Will Wearables be the Next Big Thing in Payments?
With mobile payment taking the lead in cardless payment, will wearables be the next big thing in payments? What can the payment wearables tech firms do to encourage adoption?
Security is the key concern for the payment industry, be it online, card, mobile or wearables. Consumers are concerned with security issues such as identification, fraud, loss of information, etc. at all times, whether they are using or not using the wearable, or when the wearable is lost. Tech companies will need to address these concerns, for example, an account control to terminate payment function during the loss of device as what is currently done with credit cards
2. Utility vs Price
Utility and Price are general concerns for customer adoption. Wearables are not mobile phone replacement (yet) for most designs in the market currently. Most wearables in the market now are either smart watches or fitness bands.

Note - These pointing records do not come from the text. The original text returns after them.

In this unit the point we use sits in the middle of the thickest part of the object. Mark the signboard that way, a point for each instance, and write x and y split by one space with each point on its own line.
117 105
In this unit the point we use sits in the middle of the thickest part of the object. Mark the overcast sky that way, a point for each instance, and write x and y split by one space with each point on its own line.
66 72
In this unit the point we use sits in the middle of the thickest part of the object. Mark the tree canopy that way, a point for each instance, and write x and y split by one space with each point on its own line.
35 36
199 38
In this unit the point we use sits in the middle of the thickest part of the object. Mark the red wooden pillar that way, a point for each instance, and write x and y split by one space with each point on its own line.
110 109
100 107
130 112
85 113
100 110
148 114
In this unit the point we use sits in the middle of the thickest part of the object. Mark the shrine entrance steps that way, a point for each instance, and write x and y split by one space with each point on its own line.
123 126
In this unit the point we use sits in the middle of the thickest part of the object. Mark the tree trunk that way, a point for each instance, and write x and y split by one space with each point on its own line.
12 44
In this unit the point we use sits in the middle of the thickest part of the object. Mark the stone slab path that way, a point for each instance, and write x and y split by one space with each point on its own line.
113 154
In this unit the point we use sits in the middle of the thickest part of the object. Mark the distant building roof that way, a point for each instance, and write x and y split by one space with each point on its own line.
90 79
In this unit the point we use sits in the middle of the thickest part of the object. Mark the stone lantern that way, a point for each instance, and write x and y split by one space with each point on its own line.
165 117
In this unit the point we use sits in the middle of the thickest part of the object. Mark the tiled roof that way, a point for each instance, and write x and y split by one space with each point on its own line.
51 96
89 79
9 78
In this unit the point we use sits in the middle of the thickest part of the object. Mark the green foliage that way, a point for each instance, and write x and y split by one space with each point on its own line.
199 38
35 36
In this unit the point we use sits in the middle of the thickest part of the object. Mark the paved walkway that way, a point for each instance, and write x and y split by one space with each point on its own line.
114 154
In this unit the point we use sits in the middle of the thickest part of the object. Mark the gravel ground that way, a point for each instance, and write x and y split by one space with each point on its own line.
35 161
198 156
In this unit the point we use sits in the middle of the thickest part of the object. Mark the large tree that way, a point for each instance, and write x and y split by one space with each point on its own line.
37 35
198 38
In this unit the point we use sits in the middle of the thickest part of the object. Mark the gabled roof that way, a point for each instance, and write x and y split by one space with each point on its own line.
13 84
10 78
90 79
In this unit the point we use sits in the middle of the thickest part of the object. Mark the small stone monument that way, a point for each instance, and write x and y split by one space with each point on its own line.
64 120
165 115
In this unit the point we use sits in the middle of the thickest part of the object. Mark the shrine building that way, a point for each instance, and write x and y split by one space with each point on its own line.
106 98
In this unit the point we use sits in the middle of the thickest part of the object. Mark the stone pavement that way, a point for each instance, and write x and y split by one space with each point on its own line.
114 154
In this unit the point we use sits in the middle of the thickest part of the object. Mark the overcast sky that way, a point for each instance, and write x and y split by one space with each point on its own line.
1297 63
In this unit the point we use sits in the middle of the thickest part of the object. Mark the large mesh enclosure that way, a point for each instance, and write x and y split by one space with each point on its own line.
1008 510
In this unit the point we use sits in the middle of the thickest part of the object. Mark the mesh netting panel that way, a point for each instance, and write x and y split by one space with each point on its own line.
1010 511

If payment wearables are to be a watch replacement and yet complementary to a mobile phone at the same time, the possibility of increasing customer adoption could lie with utility, being what function and the usefulness of the functions the wearable has, and price, being how much consumers are willing to pay for the wearable given i) the functions the wearable has, ii) how they are using the wearable, and iii) the affordability of the consumers in a particular market. We feel that prices of such time wearable should not bear a high price tag given that it is still an electronic device and higher chance of older models getting obsolete fast.
If payment wearables are not even a watch replacement, for example, fitness bands. We feel that consumers are likely to expect the wearable to be much cheaper than a time wearable unless there are differentiation factors, such as the material used, or perhaps brand endorsement by a luxury brand.
Customer adoption rate is also dependent on how convenient it is to use the wearable to pay, meaning how widely it will be accepted for payment, especially for retail purchase. Another angle could also be whether each wearable is simply linked to one payment/bank account or linked to multiple payment/bank accounts.
Tractica forecasts that wearable payment transaction volume will grow from $3.1 billion in 2015 to $501.1 billion worldwide by 2020, by which time wearable payments (i.e. smart watches) will represent approximately 20% of the total mobile proximity transaction volume and about 1% of total cashless transactions in retail. Whether or not this will happen, remains to be seen.